New Malware “Cthulhu Stealer” Poses Major Threat to Mac Users’ Crypto Wallets

“Cthulhu Stealer,” a new and hazardous type of malware, has surfaced that targets users of Apple Mac computers and their bitcoin wallets. Because it may access many cryptocurrency wallets and steal confidential personal information, this dangerous malware is especially concerning. Users may find it challenging to identify the malware since it is disseminated via Apple disk image (DMG) files and appears as reliable programs like CleanMyMac or Adobe GenP.

Once users download and open these DMG files, they are prompted to enter their system password. After entering the password, they are then asked to provide passwords for their cryptocurrency wallets, including popular ones like MetaMask, Coinbase, and Binance. Cthulhu Stealer records this information, storing it in text files, and collects additional data about the victim’s system, such as the IP address and operating system version. This data can then be used to compromise the user’s cryptocurrency holdings and personal information.

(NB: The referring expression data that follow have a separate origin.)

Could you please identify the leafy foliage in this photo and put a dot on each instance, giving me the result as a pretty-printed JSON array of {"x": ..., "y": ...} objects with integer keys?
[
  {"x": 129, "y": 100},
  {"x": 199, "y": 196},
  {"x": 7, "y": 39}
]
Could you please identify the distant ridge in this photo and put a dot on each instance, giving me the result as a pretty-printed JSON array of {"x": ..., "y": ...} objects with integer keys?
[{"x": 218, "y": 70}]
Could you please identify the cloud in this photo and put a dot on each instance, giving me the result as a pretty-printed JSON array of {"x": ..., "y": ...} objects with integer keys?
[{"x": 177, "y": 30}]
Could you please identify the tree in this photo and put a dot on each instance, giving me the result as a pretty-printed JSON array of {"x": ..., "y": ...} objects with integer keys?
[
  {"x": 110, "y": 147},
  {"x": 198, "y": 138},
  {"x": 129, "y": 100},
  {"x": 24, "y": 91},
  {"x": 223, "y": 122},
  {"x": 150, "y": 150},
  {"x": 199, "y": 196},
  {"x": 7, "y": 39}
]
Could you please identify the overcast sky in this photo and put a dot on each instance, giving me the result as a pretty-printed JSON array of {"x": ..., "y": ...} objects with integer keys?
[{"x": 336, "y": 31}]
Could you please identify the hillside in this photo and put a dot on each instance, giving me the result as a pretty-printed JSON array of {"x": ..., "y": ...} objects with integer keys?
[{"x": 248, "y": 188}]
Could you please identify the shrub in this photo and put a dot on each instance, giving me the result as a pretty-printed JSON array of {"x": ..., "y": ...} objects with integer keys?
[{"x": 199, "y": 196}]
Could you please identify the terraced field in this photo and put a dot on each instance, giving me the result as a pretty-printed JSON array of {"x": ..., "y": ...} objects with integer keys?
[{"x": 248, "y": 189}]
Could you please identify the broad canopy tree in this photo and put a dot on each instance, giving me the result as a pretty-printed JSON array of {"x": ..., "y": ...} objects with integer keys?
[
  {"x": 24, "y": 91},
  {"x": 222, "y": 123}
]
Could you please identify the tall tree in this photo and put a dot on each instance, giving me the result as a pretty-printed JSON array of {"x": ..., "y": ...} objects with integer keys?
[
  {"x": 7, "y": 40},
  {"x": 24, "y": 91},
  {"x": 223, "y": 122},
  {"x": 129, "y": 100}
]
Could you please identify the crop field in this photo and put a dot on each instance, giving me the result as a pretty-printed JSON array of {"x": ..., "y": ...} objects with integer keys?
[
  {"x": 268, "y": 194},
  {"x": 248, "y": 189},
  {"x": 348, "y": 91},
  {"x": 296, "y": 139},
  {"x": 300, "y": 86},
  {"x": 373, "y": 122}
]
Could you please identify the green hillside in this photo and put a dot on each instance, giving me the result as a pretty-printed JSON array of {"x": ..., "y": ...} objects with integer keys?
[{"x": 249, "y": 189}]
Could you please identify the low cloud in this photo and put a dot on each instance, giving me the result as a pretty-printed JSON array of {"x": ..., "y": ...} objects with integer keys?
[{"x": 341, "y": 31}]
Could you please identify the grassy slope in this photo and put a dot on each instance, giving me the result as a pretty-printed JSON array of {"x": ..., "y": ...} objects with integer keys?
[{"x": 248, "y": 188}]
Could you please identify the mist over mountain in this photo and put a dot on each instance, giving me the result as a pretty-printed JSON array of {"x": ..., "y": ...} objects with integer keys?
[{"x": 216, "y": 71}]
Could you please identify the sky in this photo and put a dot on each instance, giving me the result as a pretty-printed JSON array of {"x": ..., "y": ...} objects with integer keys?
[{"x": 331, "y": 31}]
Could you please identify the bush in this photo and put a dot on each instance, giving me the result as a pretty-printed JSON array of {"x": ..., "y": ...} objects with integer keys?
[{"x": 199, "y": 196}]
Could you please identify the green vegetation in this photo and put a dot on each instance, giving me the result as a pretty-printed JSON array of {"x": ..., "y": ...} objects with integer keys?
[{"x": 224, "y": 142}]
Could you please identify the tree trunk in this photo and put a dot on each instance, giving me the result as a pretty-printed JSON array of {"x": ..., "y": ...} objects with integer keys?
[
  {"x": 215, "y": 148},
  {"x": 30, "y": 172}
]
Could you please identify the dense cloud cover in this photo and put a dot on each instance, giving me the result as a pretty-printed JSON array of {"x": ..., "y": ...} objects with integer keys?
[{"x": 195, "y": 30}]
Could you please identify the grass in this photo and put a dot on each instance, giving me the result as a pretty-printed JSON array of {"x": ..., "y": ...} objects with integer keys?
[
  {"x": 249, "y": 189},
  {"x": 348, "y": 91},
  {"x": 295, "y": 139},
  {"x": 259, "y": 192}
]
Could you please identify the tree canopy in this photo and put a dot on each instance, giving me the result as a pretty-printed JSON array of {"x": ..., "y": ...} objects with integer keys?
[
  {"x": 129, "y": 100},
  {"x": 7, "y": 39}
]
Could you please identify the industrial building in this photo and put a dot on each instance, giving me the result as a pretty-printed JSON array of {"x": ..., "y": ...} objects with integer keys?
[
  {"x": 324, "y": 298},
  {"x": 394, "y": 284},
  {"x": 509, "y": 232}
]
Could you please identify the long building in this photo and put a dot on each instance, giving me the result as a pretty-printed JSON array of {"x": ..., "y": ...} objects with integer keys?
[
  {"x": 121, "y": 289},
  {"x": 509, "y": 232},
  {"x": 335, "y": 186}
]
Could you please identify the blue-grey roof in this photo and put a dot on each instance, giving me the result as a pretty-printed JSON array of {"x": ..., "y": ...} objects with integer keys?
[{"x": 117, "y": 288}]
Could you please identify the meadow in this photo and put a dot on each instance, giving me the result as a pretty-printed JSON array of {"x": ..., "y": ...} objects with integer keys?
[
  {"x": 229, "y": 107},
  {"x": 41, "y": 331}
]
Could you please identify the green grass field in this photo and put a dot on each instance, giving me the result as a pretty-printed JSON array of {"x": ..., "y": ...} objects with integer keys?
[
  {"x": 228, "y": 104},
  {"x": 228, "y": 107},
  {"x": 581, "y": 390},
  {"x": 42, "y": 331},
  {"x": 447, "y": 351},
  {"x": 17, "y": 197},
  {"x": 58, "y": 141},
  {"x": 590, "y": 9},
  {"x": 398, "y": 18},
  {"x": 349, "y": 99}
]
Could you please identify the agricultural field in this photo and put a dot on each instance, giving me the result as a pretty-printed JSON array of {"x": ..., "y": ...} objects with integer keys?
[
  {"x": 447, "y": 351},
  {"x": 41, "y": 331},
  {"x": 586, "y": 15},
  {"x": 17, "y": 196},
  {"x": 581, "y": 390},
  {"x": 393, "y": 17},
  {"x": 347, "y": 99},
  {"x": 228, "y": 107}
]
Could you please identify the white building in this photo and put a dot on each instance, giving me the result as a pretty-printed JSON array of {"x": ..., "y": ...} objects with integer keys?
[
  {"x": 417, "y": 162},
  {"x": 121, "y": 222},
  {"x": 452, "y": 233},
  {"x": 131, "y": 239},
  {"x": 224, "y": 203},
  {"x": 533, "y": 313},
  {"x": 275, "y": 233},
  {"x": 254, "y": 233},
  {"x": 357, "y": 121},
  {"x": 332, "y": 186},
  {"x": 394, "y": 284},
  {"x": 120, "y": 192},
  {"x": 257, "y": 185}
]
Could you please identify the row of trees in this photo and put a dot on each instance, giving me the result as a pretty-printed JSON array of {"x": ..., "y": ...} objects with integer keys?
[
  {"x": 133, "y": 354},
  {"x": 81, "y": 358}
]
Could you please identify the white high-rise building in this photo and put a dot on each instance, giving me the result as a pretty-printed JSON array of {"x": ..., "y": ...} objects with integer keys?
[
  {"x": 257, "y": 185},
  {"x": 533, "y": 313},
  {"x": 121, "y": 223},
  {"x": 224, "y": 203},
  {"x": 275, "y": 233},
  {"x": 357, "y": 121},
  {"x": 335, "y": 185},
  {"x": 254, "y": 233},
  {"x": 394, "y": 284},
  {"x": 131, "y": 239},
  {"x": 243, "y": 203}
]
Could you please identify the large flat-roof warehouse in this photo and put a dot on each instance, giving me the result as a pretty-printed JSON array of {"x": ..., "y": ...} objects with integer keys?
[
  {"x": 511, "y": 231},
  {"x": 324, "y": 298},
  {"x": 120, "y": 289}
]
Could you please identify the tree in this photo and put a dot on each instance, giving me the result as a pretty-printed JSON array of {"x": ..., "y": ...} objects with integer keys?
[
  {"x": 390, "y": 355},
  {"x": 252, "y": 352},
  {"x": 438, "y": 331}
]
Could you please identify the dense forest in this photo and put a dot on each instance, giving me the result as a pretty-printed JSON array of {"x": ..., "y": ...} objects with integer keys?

Rising Malware Threats on macOS

On August 22, Cado Security, a prominent cybersecurity firm, highlighted the growing threat posed by Cthulhu Stealer. Although macOS has traditionally been seen as a secure operating system, recent years have seen a rise in malware specifically designed to target it. The new malware closely resembles “Atomic Stealer,” a similar threat identified in 2023, suggesting that Cthulhu Stealer’s developers may have repurposed existing code to create this new variant.

In response to these increasing threats, Apple has taken steps to bolster macOS security. The tech giant recently released an update aimed at strengthening Gatekeeper protections, which are designed to prevent unauthorized applications from running on the system. This update is part of Apple’s ongoing efforts to address the rising risk of malware targeting Mac users, especially in light of recent attacks like AMOS, which could clone the Ledger Live software.